Class work for bioinformatics
Ethan Ashley (PID: A15939817) 2025-10-24
The goal of this mini-project is for you to explore a complete analysis using the unsupervised learning techniques covered in class. We will extend what we’ve learned by combining PCA as a preprocessing step to clustering using data that consist of measurements of cell nuclei of human breast masses. This expands on our RNA-Seq analysis from last day.
The data itself comes from the Wisconsin Breast Cancer Diagnostic Data Set first reported by K. P. Benne and O. L. Mangasarian: “Robust Linear Programming Discrimination of Two Linearly Inseparable Sets”.
Values in this data set describe characteristics of the cell nuclei present in digitized images of a fine needle aspiration (FNA) of a breast mass.

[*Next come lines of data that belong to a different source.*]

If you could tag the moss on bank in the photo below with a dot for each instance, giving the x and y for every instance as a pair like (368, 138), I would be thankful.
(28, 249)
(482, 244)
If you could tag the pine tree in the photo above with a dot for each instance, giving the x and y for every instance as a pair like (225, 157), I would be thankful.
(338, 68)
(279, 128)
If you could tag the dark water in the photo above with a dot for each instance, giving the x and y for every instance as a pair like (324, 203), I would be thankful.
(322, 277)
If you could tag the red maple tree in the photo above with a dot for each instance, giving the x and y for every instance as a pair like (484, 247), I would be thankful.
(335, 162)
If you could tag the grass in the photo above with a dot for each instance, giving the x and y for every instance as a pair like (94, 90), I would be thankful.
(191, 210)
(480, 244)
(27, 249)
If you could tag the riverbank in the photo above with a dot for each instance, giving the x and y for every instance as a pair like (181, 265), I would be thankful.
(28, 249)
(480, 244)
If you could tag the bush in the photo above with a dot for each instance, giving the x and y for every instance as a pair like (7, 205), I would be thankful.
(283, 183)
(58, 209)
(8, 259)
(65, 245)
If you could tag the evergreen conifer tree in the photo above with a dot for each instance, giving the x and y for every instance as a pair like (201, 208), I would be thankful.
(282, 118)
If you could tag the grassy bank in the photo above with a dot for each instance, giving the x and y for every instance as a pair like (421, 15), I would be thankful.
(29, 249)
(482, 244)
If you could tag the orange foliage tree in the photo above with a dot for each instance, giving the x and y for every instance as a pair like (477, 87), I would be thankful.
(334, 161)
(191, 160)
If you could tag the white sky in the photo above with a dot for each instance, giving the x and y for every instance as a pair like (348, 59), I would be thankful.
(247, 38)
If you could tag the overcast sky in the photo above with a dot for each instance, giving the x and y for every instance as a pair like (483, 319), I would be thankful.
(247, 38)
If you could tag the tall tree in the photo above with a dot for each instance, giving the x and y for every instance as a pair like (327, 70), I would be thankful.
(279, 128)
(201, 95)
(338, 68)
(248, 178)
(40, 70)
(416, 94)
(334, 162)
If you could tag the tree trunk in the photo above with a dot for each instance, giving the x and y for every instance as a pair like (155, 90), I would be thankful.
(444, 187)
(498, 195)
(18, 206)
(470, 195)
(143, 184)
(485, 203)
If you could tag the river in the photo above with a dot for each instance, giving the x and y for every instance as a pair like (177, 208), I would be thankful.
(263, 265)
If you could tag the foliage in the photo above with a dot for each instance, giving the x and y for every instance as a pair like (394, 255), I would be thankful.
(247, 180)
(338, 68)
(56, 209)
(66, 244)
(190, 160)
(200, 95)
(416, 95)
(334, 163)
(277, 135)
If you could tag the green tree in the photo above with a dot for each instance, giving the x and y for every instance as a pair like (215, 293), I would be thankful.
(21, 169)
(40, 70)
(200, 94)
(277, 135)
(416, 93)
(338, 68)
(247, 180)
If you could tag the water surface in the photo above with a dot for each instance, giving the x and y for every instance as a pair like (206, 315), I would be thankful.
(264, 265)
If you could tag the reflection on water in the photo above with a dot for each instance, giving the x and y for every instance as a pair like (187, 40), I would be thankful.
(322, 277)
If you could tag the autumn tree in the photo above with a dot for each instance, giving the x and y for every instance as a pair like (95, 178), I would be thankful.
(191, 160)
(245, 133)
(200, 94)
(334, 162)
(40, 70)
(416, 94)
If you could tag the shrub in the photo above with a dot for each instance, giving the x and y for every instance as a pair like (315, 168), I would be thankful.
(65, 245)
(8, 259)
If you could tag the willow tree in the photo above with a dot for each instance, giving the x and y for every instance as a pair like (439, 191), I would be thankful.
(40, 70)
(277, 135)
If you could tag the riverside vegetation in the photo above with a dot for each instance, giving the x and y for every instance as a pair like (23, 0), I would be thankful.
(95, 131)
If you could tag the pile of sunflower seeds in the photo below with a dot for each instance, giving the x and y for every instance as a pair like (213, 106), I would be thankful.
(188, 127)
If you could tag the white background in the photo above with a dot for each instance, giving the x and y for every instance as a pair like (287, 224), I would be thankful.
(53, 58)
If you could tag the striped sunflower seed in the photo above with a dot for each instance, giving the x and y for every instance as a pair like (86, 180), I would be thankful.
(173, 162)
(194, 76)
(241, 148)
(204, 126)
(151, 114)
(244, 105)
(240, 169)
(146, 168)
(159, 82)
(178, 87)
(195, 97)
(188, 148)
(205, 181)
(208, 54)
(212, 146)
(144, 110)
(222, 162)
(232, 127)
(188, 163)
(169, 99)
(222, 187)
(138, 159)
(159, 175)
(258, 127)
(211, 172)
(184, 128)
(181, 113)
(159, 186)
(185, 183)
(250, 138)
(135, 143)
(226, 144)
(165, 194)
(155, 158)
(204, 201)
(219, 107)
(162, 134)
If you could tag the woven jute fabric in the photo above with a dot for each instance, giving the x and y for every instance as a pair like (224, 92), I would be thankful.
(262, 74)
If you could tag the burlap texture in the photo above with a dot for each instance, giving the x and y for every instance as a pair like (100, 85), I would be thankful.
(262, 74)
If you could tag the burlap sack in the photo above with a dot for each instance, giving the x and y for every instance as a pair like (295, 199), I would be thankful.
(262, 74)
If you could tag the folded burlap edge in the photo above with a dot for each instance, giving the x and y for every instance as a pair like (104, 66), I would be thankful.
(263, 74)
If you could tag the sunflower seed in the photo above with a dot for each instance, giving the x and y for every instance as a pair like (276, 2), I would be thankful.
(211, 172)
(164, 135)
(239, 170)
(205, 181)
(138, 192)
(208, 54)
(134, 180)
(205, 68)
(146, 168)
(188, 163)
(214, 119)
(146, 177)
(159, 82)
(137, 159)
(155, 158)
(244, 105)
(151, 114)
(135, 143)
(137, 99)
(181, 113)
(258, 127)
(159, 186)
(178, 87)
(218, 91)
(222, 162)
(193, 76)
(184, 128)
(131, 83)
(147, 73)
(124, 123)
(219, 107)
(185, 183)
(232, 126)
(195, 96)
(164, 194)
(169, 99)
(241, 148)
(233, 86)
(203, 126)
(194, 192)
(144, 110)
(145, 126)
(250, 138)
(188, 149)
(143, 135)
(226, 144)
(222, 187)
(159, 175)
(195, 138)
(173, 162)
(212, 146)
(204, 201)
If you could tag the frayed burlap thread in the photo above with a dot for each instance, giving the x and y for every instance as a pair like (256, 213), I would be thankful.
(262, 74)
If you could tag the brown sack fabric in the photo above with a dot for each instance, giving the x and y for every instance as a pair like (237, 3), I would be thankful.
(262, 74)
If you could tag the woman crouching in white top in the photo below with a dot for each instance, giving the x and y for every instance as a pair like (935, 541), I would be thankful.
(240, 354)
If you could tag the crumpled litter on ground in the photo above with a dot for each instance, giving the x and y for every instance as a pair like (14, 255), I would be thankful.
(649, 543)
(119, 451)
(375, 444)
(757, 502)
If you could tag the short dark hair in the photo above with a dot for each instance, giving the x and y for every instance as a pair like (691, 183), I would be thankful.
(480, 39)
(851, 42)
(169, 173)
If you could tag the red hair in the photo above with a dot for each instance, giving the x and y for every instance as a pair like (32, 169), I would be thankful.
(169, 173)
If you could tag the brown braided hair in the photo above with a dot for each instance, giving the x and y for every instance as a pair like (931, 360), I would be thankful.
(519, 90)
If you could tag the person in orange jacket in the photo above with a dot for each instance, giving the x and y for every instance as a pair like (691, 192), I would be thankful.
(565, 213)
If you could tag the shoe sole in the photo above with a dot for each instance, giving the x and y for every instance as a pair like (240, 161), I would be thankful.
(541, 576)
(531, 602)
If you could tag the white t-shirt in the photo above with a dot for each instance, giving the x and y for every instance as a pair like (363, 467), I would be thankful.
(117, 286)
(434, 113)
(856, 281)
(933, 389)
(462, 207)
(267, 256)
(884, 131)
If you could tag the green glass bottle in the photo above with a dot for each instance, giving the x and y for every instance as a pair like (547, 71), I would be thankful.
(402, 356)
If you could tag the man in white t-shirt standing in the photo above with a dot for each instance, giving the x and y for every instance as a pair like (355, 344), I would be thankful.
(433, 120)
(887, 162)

Importing the Wisconsin Cancer data set. Make sure not to include the patient IDs or the pathologists diagnoses in the data that we analyze below.
fna.data <- "WisconsinCancer.csv"
wisc.df <- read.csv(fna.data, row.names = 1)
# We can use -1 here to remove the first column containing the pathologist classifications
diagnosis <- wisc.df$diagnosis
wisc.data <- wisc.df[,-1]
wisc.data <- wisc.data[,-31]
Q1. How many observations are in this dataset?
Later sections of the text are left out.